3
votes

I am trying to write an ANTLR4 grammar to parse actionscript3. I've decided to start with something fairly coarse grained:

grammar actionscriptGrammar;

OBRACE:'{';
CBRACE:'}';
STRING_DELIM:'"';

BLOCK_COMMENT : '/*' .*? '*/' -> skip;
EOL_COMMENT : '//' .*? '/n' -> skip;
WS: [ \n\t\r]+ -> skip;

TEXT: ~[{} \n\t\r"]+;

thing
    : TEXT
    | string_literal
    | OBRACE thing+? CBRACE;

string_literal : STRING_DELIM .+? STRING_DELIM;

start_rule
    : thing+?;

Basically, I want a tree of things grouped by their lexical scope. I want comments to be ignored, and string literals be their own things so that any braces they may include do not affect lexical scope.

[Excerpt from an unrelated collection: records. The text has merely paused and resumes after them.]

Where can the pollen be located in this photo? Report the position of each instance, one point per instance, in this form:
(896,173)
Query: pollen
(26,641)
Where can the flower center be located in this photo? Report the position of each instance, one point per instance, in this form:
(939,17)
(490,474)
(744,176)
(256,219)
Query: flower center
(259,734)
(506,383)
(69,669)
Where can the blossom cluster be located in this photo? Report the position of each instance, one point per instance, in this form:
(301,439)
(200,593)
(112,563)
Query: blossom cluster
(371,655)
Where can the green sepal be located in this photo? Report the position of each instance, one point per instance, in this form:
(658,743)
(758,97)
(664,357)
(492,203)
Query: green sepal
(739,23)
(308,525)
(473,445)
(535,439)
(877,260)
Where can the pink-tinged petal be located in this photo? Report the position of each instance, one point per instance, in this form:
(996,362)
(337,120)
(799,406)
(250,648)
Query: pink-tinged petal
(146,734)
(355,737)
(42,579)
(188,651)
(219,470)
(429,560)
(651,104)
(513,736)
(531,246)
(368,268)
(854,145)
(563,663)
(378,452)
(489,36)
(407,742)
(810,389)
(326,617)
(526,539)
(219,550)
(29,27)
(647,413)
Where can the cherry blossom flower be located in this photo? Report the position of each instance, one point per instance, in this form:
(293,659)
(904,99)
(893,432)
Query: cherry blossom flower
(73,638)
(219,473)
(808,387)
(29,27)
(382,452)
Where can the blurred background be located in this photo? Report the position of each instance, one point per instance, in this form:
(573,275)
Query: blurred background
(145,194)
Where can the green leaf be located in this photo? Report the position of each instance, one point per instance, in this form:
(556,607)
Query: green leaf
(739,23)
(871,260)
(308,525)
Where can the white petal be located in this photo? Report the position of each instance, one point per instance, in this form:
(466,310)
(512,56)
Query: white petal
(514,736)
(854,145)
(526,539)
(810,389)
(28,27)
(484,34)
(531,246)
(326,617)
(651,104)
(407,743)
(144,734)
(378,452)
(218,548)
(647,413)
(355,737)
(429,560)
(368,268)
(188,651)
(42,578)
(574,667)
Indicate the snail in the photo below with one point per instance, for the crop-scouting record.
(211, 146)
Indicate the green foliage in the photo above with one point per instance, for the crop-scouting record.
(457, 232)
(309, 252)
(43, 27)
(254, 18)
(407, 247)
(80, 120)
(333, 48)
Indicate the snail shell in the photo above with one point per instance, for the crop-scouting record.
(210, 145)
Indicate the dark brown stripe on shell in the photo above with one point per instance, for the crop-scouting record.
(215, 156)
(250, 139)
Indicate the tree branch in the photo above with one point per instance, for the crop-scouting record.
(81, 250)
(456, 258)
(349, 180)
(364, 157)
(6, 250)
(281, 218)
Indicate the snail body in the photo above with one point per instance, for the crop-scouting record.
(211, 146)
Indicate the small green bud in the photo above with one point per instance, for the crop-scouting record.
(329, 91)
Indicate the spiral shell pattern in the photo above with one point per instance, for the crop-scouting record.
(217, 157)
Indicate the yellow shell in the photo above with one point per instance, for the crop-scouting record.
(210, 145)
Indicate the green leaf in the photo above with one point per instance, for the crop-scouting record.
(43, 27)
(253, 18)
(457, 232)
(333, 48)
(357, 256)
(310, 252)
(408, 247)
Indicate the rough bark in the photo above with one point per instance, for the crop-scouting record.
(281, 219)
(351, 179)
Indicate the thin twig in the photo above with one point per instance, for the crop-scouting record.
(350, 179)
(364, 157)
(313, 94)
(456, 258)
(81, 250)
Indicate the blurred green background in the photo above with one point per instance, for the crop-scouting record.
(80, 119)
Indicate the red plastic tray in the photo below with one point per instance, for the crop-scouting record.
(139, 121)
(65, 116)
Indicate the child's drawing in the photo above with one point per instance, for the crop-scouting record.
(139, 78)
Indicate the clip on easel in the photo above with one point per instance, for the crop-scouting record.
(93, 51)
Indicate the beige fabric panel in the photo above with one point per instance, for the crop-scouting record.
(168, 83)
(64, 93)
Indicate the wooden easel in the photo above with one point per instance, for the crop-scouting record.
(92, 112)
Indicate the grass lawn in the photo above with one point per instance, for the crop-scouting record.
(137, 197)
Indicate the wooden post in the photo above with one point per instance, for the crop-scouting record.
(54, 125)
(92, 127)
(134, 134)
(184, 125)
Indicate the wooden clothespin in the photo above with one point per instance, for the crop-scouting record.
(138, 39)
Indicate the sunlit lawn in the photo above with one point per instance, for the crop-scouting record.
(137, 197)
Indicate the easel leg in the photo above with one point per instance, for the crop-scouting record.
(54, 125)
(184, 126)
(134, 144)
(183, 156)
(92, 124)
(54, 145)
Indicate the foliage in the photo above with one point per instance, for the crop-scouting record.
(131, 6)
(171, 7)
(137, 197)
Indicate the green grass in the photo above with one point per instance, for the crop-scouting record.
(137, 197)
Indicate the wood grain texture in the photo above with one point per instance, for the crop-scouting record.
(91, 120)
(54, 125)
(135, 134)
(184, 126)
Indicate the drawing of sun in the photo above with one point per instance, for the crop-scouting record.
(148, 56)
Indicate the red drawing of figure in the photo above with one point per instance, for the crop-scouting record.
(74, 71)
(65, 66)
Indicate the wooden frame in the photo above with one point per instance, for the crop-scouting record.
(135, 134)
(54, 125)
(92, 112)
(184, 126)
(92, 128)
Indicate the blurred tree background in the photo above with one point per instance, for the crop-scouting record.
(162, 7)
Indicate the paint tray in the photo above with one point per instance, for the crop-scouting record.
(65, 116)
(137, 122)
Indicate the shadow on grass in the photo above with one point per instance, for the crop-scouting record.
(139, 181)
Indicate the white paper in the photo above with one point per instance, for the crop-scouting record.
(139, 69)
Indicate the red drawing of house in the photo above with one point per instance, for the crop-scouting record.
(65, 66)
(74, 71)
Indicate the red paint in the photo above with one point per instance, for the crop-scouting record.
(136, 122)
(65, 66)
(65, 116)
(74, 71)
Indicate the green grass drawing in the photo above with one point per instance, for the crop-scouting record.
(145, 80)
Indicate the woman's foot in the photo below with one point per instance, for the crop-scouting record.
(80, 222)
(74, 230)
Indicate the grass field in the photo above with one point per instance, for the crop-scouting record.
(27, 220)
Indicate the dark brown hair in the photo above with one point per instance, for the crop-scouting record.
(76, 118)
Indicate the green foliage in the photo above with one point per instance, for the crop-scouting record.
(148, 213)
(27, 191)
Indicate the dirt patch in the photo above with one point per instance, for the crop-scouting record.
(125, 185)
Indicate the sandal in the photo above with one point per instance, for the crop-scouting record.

The string_literal rule works fine (such as it is) but the two comment rules don't appear to have any effect. (i.e. comments aren't being ignored).

What am I missing?

2

2 Answers

7
votes

This is from a simplified Java grammar I wrote in ANTLR v4.

WS
    : [ \t\r\n]+ -> channel(HIDDEN)
;

COMMENT
    : '/*' .*? '*/' -> skip
;

LINE_COMMENT
    : '//' ~[\r\n]* -> skip
;

May be this could help you out.

Also, try rearranging your code. Write the Parser Rules first and Lexer Rules last. Follow a Top-Down approach. I find it much more helpful in debugging. It will also look nice when you create an HTML export of your grammar from ANTLR 4 Eclipse Plugin.

Good Luck!

4
votes

The answer is that your TEXT rule is consuming your comments. Rather than using a negated set, use something like:

TEXT: [a-zA-Z0-9_][/a-zA-Z0-9.;()\[\]_-]+ ;

That way, your comments cannot be matched by TEXT.